Estimates, surprises and thinking time
A lot of our clients tell us the same thing once a project is underway:
“I didn’t realise how much happens in the background while the work is going on.”
Joinery projects evolve. As we take things apart, we discover what’s really going on underneath, and we have to think our way through each new problem. That affects the plan, the steps we take, and sometimes the cost.
A recent kitchen job shows this clearly.
The original plan was simple:
– Remove the old kitchen cabinets
– Fit new, custom units
– Keep the existing tiled floor
On survey, the tiles looked continuous. There was no sign of an issue. But once we removed the cabinets, we found that the previous workers had only tiled around some of them. Underneath where a number of the units had been, the floor was bare.
At that moment, the job changed. We now had to:
– Talk with the client about the problem and agree what to do
– Check whether the original tiles could be matched
– When they couldn’t, help the client choose new tiles that would contrast nicely and look intentional
– Source, collect and then fit the new tiles
That is all extra time and decision-making, on top of the physical tiling itself. There was no honest way to include it in the original estimate, because we simply could not see it until the kitchen was opened up.
This is normal in joinery. Hidden gaps in flooring, uneven walls, awkward pipe runs and old shortcuts only reveal themselves mid-job. When they do, we have to stop, think, redesign small parts of the plan and talk things through with you.

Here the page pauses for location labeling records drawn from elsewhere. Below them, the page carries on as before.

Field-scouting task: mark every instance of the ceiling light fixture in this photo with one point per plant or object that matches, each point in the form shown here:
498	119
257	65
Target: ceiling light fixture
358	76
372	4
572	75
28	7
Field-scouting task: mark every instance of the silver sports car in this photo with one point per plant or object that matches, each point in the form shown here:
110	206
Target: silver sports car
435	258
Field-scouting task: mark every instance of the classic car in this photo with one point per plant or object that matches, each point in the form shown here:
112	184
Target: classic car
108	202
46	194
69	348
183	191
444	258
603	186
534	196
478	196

It’s also why our work is not just “hands-on” labour. You are paying for our experience and problem-solving: planning clearances, sequencing the work, checking details, and helping you make choices that will look good and last. That thinking time is a real and necessary part of the process.
At Tall Joiner, we know you do not see every decision we make on site. Our aim is to keep you in the loop as the project evolves, explain why something needs to change, and make sure the finished result looks like it was always meant to be that way.